Examplary
    • Start for free
    Developer docs/Guides

    Managing permissions

    Examplary uses a role-based and permission-based access control system to manage what users can do within an organization.

    Roles and permissions can be managed through the Examplary web application or via the API.

    Available roles

    The following roles can be assigned to actors (users, groups, or organizations) on a resource:

    RoleDescription
    ownerFull control over the resource, including the ability to delete it. Cannot be removed by other managers.
    managerCan edit the resource and manage its permissions (add/remove collaborators).
    editorCan edit the resource, but cannot manage permissions.
    viewerRead-only access to the resource.
    participantFor students: can take an exam or access a practice space, but cannot edit or view settings.

    Giving a user access to a content item

    You can assign a permission by actor ID:

    POST /permissions/exam_1234
    {
  "actor": "user_5678",
  "role": "manager"
}

    The actor field accepts a user_, group_, or org_ prefixed ID.
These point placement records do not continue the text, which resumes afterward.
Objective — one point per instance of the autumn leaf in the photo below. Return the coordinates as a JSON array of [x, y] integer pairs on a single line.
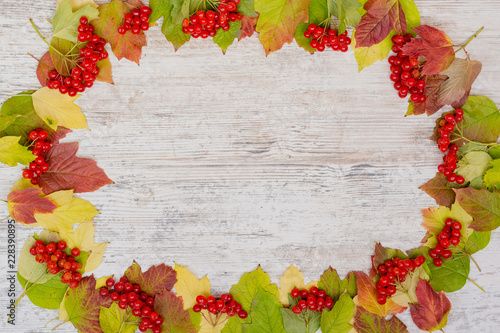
[[461, 75], [65, 23], [366, 322], [154, 280], [23, 204], [430, 106], [111, 17], [435, 46], [431, 312], [292, 278], [170, 308], [367, 297], [278, 20], [434, 222], [438, 189], [70, 211], [12, 153], [83, 306], [482, 205], [57, 109], [70, 172]]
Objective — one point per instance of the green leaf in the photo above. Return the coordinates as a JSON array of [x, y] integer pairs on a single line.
[[65, 23], [492, 176], [225, 38], [473, 165], [337, 320], [246, 290], [477, 241], [266, 314], [12, 153], [114, 319], [47, 295]]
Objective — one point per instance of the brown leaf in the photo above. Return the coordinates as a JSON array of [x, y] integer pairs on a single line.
[[435, 46], [432, 310], [23, 204], [366, 322], [70, 172], [438, 189], [461, 75], [111, 17], [155, 280], [381, 17]]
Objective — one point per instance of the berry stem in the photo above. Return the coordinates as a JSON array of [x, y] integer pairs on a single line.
[[470, 40]]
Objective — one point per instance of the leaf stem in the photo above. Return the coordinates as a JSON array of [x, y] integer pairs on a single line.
[[470, 39]]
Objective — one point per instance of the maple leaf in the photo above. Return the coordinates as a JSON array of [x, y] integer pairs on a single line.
[[438, 189], [248, 25], [430, 106], [12, 153], [22, 118], [111, 17], [292, 278], [278, 20], [23, 204], [154, 280], [65, 23], [435, 46], [171, 309], [83, 305], [482, 205], [70, 211], [432, 310], [435, 217], [461, 75], [338, 319], [366, 322], [57, 109], [367, 297], [70, 172]]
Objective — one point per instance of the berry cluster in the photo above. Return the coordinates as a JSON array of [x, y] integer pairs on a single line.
[[130, 297], [325, 37], [447, 125], [225, 304], [405, 72], [204, 24], [450, 235], [315, 300], [59, 261], [392, 272], [38, 147], [136, 21], [86, 70]]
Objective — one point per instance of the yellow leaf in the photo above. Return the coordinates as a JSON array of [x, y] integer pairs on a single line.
[[57, 109], [70, 211], [189, 287], [292, 278]]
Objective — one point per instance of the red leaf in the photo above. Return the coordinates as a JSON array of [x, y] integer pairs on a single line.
[[23, 204], [111, 17], [70, 172], [248, 25], [431, 105], [433, 308], [435, 46], [171, 308], [83, 305], [381, 17], [366, 322], [155, 280], [438, 189]]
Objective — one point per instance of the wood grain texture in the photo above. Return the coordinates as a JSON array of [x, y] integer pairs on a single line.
[[222, 163]]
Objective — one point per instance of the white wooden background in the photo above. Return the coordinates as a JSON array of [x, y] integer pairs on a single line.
[[222, 163]]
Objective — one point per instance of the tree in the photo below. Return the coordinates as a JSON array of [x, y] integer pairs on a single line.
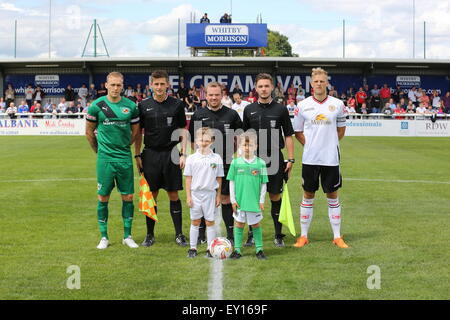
[[278, 45]]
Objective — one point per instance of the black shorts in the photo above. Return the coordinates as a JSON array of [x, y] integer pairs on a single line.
[[160, 172], [330, 178], [276, 181]]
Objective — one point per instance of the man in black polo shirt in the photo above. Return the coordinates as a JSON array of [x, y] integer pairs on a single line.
[[160, 116], [226, 121], [270, 119]]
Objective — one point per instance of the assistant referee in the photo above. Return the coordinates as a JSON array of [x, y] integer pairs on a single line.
[[160, 116], [226, 121], [266, 117]]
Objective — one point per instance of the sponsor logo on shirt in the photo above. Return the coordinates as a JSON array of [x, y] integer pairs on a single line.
[[321, 119]]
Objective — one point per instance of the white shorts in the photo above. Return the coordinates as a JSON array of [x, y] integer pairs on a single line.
[[203, 205], [248, 217]]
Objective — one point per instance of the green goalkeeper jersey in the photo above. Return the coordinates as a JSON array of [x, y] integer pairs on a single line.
[[114, 122], [248, 179]]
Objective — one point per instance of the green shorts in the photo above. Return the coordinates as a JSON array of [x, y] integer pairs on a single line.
[[110, 174]]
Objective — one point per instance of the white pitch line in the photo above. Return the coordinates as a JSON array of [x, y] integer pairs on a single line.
[[397, 181], [215, 284]]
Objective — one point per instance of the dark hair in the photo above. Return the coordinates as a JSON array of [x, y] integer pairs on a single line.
[[262, 76], [158, 74]]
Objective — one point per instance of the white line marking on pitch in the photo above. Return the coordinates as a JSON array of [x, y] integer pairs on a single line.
[[215, 284]]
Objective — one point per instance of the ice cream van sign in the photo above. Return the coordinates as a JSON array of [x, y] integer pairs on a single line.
[[231, 35]]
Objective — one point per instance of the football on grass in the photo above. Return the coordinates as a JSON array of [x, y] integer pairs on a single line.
[[220, 248]]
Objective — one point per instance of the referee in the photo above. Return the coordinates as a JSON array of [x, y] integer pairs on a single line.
[[226, 121], [268, 115], [160, 116]]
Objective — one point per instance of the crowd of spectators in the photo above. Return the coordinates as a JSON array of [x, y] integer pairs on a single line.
[[364, 100]]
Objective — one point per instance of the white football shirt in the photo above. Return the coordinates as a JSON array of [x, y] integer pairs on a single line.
[[319, 122], [204, 170], [240, 108]]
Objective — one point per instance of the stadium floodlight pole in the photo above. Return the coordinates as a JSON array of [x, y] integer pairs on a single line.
[[50, 29]]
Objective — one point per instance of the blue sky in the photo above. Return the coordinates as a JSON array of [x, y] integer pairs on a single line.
[[374, 28]]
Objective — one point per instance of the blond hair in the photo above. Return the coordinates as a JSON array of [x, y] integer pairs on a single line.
[[318, 71]]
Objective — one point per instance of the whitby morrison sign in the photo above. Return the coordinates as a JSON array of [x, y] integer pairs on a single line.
[[219, 35]]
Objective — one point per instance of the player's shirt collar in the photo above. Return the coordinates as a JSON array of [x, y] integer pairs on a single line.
[[318, 101]]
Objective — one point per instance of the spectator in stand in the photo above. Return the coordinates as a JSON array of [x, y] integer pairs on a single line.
[[83, 94], [423, 98], [333, 92], [29, 91], [92, 93], [412, 95], [385, 94], [226, 100], [251, 98], [23, 108], [205, 18], [292, 92], [225, 18], [279, 93], [399, 110], [62, 106], [239, 104], [375, 90], [9, 94], [446, 101], [351, 102], [360, 97], [11, 111], [38, 95], [182, 92], [436, 100], [102, 91], [129, 92], [69, 94]]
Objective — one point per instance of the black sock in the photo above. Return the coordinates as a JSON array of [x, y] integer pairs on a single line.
[[202, 229], [150, 224], [227, 216], [175, 212], [275, 211]]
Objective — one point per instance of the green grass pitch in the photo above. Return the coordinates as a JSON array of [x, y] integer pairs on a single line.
[[48, 223]]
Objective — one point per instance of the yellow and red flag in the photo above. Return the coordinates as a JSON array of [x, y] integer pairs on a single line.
[[147, 204]]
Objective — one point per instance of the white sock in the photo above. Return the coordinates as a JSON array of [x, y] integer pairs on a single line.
[[334, 213], [193, 236], [210, 234], [306, 212]]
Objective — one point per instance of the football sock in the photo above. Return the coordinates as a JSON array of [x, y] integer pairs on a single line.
[[257, 235], [102, 216], [306, 212], [151, 224], [127, 217], [275, 211], [238, 236], [210, 234], [193, 236], [175, 212], [227, 216], [334, 213], [202, 230]]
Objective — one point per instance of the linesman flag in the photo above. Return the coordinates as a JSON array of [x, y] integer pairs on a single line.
[[286, 211], [146, 202]]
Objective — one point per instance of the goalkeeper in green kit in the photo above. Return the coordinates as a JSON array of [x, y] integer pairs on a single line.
[[248, 179], [116, 120]]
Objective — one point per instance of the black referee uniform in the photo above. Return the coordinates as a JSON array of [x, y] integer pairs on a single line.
[[225, 120], [271, 116], [159, 120]]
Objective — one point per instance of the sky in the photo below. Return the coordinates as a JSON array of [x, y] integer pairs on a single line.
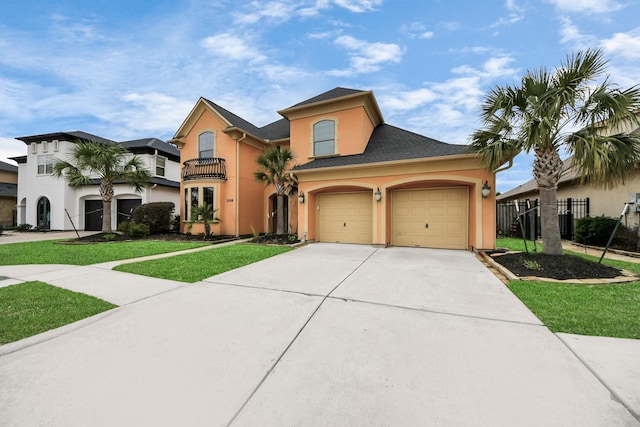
[[134, 69]]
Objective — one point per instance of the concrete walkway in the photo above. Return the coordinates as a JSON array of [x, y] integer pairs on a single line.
[[323, 335]]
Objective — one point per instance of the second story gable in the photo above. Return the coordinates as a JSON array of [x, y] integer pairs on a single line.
[[339, 122]]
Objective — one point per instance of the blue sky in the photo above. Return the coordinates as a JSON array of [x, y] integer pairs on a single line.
[[134, 69]]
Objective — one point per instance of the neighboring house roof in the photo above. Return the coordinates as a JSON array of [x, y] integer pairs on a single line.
[[73, 136], [8, 190], [568, 174], [163, 182], [389, 143], [19, 159], [150, 145], [7, 167]]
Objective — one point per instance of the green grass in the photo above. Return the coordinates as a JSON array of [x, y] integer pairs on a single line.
[[48, 252], [599, 310], [197, 266], [30, 308]]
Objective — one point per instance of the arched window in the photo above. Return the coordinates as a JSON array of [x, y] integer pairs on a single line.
[[324, 138], [205, 145]]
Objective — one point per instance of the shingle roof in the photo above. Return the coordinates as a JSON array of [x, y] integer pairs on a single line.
[[8, 167], [72, 135], [149, 145], [389, 143], [8, 190], [331, 94], [235, 120]]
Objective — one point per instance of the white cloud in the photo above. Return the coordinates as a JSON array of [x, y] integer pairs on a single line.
[[587, 6], [416, 30], [232, 46], [367, 57], [627, 44]]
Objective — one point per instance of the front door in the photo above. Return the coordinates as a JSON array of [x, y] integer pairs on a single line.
[[44, 213], [93, 215]]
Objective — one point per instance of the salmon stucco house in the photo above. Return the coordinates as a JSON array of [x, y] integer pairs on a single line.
[[360, 179]]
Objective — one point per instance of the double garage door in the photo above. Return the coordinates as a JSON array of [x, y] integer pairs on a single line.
[[433, 218]]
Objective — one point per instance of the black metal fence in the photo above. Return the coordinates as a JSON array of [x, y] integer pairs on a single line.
[[507, 225]]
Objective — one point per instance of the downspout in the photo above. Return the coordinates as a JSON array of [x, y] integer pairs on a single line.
[[238, 141]]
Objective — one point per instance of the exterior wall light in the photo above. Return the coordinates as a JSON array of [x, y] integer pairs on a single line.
[[486, 190]]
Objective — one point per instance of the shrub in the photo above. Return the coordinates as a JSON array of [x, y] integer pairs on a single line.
[[156, 216], [594, 230]]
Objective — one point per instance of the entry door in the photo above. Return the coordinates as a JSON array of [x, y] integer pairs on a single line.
[[93, 215], [345, 218], [126, 208], [431, 218]]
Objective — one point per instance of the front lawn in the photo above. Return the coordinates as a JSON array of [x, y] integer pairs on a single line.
[[196, 266], [599, 310], [30, 308], [48, 252]]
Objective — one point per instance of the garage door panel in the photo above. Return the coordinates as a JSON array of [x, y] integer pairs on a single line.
[[444, 210], [345, 218]]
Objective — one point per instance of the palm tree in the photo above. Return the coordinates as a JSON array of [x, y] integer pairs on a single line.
[[273, 169], [204, 213], [570, 109], [110, 162]]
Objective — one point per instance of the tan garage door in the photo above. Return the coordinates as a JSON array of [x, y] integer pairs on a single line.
[[433, 218], [345, 218]]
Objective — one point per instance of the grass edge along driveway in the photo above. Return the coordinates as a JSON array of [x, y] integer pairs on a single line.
[[609, 310], [51, 252], [196, 266], [30, 308]]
    Alternatively, you can invite a user by email address instead of an actor ID. If the user does not yet exist in your workspace, they will be created automatically. Set sendInvite to true to send them an invitation email:

    POST /permissions/exam_1234
    {
  "email": "user@example.com",
  "role": "manager",
  "sendInvite": true
}

    Listing permissions for a content item

    GET /permissions/exam_1234
    [
  {
    "actor": {
      "id": "user_5678",
      "name": "Jane Smith",
      "avatar": "https://cdn.examplary.ai/avatars/user_5678.jpg",
      "type": "user",
      "orgRole": "admin"
    },
    "role": "manager",
    "createdAt": "2024-01-15T12:34:56Z",
    "updatedAt": "2024-01-20T09:21:43Z",
    "createdBy": "user_9012"
  },
  {
    "actor": {
      "id": "group_9012",
      "name": "Teaching Staff",
      "type": "group"
    },
    "role": "viewer",
    "createdAt": "2024-01-15T12:34:56Z",
    "updatedAt": "2024-01-20T09:21:43Z",
    "createdBy": "user_9012"
  }
]

    The actor object contains the following fields:

    FieldTypeDescription
    idstringThe actor's ID (user, group, or org prefixed).
    namestringThe actor's display name. May be absent if the actor could not be resolved.
    avatarstringURL to the actor's avatar image. Only present for users and orgs with a logo.
    typestringThe type of actor: "user", "group", or "org".
    orgRolestringThe actor's role in the organization. Only present for user type actors.

    Getting the role of a specific actor

    GET /permissions/exam_1234/user_5678
    {
  "actor": {
    "id": "user_5678",
    "name": "Jane Smith",
    "avatar": "https://cdn.examplary.ai/avatars/user_5678.jpg",
    "type": "user",
    "orgRole": "admin"
  },
  "role": "manager",
  "createdAt": "2024-01-15T12:34:56Z",
  "updatedAt": "2024-01-20T09:21:43Z",
  "createdBy": "user_9012"
}

    Removing a permission

    DELETE /permissions/exam_1234/user_5678

    Returns { "success": true } on success.